Whereas Watson–Crick DNA base pair changes have long been recognized as a mechanism for mutation, rearrangements of the human genome including deletions, duplications, and inversions have been appreciated only more recently as a significant source for genetic variation. Deletion and duplication mutations can vary in size from thousands to hundreds of thousands of base pairs in length and may require specialized technologies to visualize. Structural features, or the architecture, of the human genome can result in region-specific susceptibility to rearrangements and thus genomic instability. The molecular mechanisms by which rearrangement mutations of the human genome occur, and how such rearrangements convey phenotypes, are only beginning to be unraveled.

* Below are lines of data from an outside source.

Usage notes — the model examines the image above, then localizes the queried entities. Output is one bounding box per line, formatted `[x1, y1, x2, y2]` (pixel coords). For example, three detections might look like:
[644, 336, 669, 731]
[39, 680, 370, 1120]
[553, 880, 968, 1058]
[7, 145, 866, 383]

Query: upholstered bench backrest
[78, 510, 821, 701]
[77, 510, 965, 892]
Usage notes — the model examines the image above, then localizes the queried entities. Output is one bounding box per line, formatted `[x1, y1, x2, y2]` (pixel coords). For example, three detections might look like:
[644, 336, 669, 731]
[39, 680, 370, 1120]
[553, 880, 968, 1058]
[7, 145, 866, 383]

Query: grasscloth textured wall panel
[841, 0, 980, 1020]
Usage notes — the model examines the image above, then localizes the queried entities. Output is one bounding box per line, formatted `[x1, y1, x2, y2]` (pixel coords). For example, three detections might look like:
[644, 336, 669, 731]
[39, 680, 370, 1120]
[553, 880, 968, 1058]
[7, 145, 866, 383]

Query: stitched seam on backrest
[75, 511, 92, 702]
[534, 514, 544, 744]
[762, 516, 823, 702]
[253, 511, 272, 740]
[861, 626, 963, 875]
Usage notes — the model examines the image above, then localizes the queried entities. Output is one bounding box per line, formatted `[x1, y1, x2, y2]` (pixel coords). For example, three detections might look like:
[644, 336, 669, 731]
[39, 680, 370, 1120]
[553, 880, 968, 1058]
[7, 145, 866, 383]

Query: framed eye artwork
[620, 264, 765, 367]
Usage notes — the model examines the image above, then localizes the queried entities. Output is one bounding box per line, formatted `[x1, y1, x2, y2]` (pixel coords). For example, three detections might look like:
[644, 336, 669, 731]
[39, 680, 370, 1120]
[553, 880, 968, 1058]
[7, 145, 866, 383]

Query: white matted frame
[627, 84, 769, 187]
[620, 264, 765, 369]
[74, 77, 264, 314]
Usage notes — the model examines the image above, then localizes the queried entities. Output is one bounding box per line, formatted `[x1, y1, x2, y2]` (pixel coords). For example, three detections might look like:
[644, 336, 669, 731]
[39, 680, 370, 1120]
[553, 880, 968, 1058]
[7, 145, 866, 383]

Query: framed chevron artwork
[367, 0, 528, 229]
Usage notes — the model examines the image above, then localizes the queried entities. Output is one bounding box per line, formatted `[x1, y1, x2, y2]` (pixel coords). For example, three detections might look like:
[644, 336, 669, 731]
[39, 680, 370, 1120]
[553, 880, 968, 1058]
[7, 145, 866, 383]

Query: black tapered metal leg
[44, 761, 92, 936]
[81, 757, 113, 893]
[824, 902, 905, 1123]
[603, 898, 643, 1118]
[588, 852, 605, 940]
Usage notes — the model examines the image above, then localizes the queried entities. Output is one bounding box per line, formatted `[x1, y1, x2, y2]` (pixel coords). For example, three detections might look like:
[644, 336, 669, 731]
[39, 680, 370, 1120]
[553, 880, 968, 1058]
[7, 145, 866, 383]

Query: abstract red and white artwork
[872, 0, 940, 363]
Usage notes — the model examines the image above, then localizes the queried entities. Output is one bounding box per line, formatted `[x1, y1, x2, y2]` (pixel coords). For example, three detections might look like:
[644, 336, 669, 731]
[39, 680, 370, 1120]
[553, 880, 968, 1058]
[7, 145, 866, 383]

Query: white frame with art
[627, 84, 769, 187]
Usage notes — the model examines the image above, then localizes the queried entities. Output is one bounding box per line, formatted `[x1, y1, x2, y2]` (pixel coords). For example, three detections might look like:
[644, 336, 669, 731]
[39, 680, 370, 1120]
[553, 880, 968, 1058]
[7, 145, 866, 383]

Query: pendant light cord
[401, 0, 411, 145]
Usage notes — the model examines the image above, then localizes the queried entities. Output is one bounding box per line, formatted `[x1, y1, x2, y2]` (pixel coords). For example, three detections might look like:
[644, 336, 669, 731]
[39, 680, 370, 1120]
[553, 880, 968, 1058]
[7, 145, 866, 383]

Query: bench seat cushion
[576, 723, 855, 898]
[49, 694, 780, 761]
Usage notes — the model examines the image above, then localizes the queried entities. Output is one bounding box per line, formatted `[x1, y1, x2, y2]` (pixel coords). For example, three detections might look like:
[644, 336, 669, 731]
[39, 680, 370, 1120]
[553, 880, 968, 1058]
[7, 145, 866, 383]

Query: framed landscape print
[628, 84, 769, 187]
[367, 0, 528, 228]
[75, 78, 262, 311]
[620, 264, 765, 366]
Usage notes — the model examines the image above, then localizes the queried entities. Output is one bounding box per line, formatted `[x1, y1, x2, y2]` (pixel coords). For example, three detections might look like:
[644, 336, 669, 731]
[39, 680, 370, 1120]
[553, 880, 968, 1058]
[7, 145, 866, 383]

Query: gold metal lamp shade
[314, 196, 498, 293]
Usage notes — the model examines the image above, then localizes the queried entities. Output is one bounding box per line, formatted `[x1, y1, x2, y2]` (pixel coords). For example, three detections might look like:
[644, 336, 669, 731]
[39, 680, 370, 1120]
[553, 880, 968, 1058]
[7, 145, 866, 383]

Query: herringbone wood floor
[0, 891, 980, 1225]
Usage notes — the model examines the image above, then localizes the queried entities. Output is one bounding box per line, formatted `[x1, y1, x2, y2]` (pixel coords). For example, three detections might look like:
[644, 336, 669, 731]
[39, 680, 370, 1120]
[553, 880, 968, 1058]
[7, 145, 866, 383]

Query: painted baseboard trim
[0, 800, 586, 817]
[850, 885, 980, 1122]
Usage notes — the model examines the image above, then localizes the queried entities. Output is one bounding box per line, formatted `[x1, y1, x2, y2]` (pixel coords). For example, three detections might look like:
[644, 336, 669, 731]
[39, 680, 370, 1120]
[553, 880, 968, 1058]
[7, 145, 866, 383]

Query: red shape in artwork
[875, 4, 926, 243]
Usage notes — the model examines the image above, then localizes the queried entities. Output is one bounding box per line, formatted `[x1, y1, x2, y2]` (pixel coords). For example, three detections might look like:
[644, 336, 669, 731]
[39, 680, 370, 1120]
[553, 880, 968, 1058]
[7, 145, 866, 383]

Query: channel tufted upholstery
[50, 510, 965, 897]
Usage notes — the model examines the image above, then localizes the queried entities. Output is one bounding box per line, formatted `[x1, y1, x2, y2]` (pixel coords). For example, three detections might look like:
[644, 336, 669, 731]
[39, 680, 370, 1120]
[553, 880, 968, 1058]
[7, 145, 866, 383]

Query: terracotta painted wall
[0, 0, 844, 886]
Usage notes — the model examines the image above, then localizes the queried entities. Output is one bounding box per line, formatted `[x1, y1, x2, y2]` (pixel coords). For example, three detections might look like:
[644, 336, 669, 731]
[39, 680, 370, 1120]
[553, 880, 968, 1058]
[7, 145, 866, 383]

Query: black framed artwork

During the last decade it has become apparent that the molecular genetic mechanisms for many disease traits consist of genomic rearrangements rather than point mutations of single genes. Such conditions, in which the clinical phenotype is a consequence of abnormal dosage or dysregulation of one or more genes resulting from rearrangement of the genome, have been referred to as genomic disorders [1–4]. DNA rearrangements occur by both homologous and nonhomologous recombination mechanisms; however, homologous recombination (HR) appears to be the predominant pathway underlying recurrent rearrangements of our genome. Regardless of mechanism, structural features of the genome can predispose a particular region to rearrangement. Determining the architectural features that result in the instability of the genomic regions has profound consequences for clinical genetics as new technologies enable high-resolution analysis of the human genome. This review will focus on the information culled from, and molecular mechanisms elucidated by, breakpoint analyses of disease-associated rearrangements involving proximal 17p. Although the focus is 17p, such mechanisms appear to be generally applicable to all regions of the human genome. We also describe the many mechanisms by which rearrangements can convey phenotypes and discuss rearrangements as the basis for introducing variation in our genome.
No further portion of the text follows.